Nearly fifty two percent of the Sri Lankan population constitute of women. Although not often highlighted, Sri Lanka’s political history is largely a tale of a bungling efforts at governance by male politicians or the widows of the same. Sri Lanka is a country attempting to propel on low quality testosterone, oppressing and leaving behind half of its population- the women. Little do the men who are hopelessly attempting to govern the nation understand that the mathematics (and common sense) stand against them.You cannot disempower half of your human wealth and achieve economic or social growth.
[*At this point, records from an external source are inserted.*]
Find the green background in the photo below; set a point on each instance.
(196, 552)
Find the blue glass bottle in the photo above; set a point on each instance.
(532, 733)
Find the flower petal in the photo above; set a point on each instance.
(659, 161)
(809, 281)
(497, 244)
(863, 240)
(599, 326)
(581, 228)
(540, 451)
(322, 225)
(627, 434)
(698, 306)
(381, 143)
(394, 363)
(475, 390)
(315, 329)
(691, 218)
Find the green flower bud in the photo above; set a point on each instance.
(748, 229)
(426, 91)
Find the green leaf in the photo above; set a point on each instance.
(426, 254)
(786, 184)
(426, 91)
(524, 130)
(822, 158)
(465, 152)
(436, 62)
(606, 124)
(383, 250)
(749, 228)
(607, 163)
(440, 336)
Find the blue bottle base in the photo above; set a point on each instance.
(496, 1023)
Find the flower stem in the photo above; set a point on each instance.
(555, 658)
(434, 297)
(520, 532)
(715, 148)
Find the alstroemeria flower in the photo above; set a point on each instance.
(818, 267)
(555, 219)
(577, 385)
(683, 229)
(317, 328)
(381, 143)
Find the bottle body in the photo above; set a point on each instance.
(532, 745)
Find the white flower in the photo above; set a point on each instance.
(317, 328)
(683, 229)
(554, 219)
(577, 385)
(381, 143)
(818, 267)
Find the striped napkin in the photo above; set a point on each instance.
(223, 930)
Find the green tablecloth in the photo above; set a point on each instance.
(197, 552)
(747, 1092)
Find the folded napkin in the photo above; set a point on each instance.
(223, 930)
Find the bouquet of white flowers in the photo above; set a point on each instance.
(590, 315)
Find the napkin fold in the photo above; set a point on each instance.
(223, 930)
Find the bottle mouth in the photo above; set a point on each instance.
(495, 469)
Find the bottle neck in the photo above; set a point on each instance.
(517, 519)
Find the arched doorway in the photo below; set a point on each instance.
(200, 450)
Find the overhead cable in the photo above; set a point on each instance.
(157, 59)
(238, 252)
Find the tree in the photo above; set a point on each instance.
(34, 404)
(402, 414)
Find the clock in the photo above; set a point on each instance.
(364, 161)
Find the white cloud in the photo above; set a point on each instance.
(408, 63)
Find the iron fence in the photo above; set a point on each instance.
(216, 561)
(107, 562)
The brigadier- feeding racists
On the 4th of February 2018, Brigadier Priyanka Fernando, the defense attaché of the Sri Lankan High Commission in the UK made a throat slit gesture to a group of pro-Eelamist protestors. He was promptly recalled by the Ministry of Foreign Affairs a decision which in turn was promptly reversed by an angry President. The brigadier was only a symbol of misplaced nationalism and the emotional instability of a nation limited by racism and mutual distrust. Feeding his brand of racism for short term political benefit is one of the central failures of the government manifested today with a burning Kandy. The bungling brigadier only emblemized the easy inflammability of a nation that ascended his brand of deplorable immaturity to national heroism. The government’s un-stately reaction to his unacceptable conduct further forged the entry of the Sri Lankan society in to a choleric age via state sponsored validation of stupidity.
The Yahapalana government’s default mode for most of its existence has been the damage control mode. Its main objective appears to be pussy footing around Mahinda Rajapaksa, the actual ruler of the country. Guessing what Rajapaksa will do next and concocting ways to protect the Rajapksas appear to occupy the largest space in the minds of both the President and the Prime Minister. Bungling in to pits and climbing out of them depending on the wisdom, maturity and the intervention of few good men (as there are no women in this government) it its natural state. The folly of the choleric age can be distilled in to misplaced priorities, gender inequity and its inability to establish a meaningful racial harmony represented by the bra, the bar and the brigadier. Till this nation frees itself from these Bs, it will remain in a Lewisian place where “you feel as if nothing was ever going to happen”.